A superintendente Rebecca Garcia abriu o evento explicando a razão do painel se concentrar nos próximos 20 anos do modelo Zona Franca de Manaus (ZFM). “A indústria não faz nada sem se programar para um cenário de, no mínimo, 20 anos. Assim, a SUFRAMA também não pode pensar em planejamento com um horizonte de tempo menor. Temos que encontrar respostas e soluções para deixar o modelo mais fortalecido até 2036”, explicou.
O painel foi dividido em duas temáticas de discussão: a indústria e a agropecuária. Na primeira, foi tratado o “Plano Diretor Industrial 2016 -2036 e os cenários factíveis para a Indústria no Amazonas”, com coordenação do economista Mauro Thury.
O primeiro palestrante foi o diretor da Coordenadoria de Política Econômica e Desenvolvimento Industrial da Federação das Indústrias do Estado do Amazonas (Fieam), Raimundo Lopes.
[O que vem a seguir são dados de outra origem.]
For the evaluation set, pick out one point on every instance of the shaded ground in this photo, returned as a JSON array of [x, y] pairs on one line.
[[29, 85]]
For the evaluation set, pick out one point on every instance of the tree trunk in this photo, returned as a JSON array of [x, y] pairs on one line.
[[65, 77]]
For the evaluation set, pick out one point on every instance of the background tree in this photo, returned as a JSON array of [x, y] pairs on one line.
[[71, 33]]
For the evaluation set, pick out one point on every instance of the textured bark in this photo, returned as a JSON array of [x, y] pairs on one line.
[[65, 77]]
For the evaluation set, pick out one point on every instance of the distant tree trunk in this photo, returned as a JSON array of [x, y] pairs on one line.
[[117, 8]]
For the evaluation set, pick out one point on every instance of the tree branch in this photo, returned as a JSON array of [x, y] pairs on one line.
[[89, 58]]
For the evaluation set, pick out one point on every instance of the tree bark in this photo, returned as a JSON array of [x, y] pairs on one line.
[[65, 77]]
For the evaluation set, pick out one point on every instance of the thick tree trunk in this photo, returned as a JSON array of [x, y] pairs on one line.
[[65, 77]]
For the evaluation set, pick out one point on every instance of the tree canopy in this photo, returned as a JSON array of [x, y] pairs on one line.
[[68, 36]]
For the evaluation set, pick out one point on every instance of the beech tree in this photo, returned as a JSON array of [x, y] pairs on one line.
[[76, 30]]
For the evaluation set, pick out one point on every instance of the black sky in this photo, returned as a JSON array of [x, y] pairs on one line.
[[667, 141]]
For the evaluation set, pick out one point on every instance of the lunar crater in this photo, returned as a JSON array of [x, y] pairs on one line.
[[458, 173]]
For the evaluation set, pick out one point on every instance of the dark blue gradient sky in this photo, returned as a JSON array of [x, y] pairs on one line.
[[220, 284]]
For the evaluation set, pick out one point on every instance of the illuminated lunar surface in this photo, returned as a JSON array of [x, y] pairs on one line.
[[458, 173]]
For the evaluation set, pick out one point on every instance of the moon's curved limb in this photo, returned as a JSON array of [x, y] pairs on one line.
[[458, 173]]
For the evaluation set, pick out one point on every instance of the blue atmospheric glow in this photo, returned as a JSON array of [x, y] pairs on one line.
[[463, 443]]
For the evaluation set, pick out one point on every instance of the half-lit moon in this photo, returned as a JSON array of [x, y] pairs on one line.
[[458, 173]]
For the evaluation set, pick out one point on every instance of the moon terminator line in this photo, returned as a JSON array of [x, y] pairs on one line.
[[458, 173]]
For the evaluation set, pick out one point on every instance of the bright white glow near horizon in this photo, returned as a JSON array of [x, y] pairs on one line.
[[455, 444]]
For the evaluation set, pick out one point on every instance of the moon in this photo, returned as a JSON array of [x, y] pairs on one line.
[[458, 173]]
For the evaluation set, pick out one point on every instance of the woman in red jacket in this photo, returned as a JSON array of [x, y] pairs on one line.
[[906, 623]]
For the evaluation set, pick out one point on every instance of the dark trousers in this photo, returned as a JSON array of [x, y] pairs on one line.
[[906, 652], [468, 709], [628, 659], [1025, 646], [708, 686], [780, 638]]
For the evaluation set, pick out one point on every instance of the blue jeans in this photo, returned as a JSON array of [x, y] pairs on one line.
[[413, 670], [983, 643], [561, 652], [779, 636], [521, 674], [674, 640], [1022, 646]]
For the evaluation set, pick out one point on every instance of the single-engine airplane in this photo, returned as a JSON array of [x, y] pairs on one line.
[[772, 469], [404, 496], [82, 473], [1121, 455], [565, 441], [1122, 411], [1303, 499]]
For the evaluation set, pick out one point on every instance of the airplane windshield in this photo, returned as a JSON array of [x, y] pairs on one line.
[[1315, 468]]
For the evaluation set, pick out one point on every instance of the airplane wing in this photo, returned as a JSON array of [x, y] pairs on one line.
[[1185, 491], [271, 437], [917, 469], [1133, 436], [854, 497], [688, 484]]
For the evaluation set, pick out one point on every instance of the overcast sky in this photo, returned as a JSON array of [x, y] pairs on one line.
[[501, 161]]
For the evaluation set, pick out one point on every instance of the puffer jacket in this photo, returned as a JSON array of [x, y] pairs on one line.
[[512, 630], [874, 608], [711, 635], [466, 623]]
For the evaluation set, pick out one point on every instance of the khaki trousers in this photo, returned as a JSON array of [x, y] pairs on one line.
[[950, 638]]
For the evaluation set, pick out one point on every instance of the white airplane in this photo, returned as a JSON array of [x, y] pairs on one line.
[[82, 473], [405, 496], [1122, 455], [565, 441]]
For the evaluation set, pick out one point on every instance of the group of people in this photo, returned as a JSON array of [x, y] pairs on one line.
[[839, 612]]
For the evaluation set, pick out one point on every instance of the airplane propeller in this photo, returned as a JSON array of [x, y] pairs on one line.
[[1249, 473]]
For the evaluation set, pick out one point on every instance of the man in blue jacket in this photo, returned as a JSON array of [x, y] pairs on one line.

Lopes destacou os principais gargalos do modelo, como a infraestrutura (falta de um porto público, por exemplo); a logística (nossos rios precisam, de fato, se tornarem hidrovias) e o excesso de burocracia. “Cada órgão que concede incentivos, como a Sudam e a SUFRAMA, tem um processo diferente e específico na elaboração e acompanhamento de um projeto industrial. Por que não padronizar, unificar? Isso facilitaria a vida do investidor”, frisou. O palestrante também frisou a importância do Polo Industrial de Manaus (PIM) estar constantemente inserido no processo de renovação tecnológica. “As feiras de tendências mostram que a febre do momento é o drone. Ou seja, o PIM deveria estar produzindo drones”, observou.
Renúncia e José Aldo
Na palestra seguinte, o presidente do Centro das Indústrias do Estado do Amazonas (Cieam), Wilson Périco, procurou rebater as principais críticas feitas ao modelo, como a de que a ZFM seria um paraíso fiscal e que os incentivos tributários concedidos não dariam o devido retorno ao País. “Dados da Receita Federal apontam que, dos 27 entes federativos (26 Estados mais o Distrito Federal), somente oito devolvem para a União, em arrecadação de tributos federais, valores acima do repasse compulsório que recebem. O Amazonas devolve 2,5 vezes esse valor; a atividade industrial da cidade de Manaus recolhe mais de 50% dos tributos federais da Região Norte, o que lhe confere o papel de um dos principais pontos da geração de receitas públicas no País”, pontuou.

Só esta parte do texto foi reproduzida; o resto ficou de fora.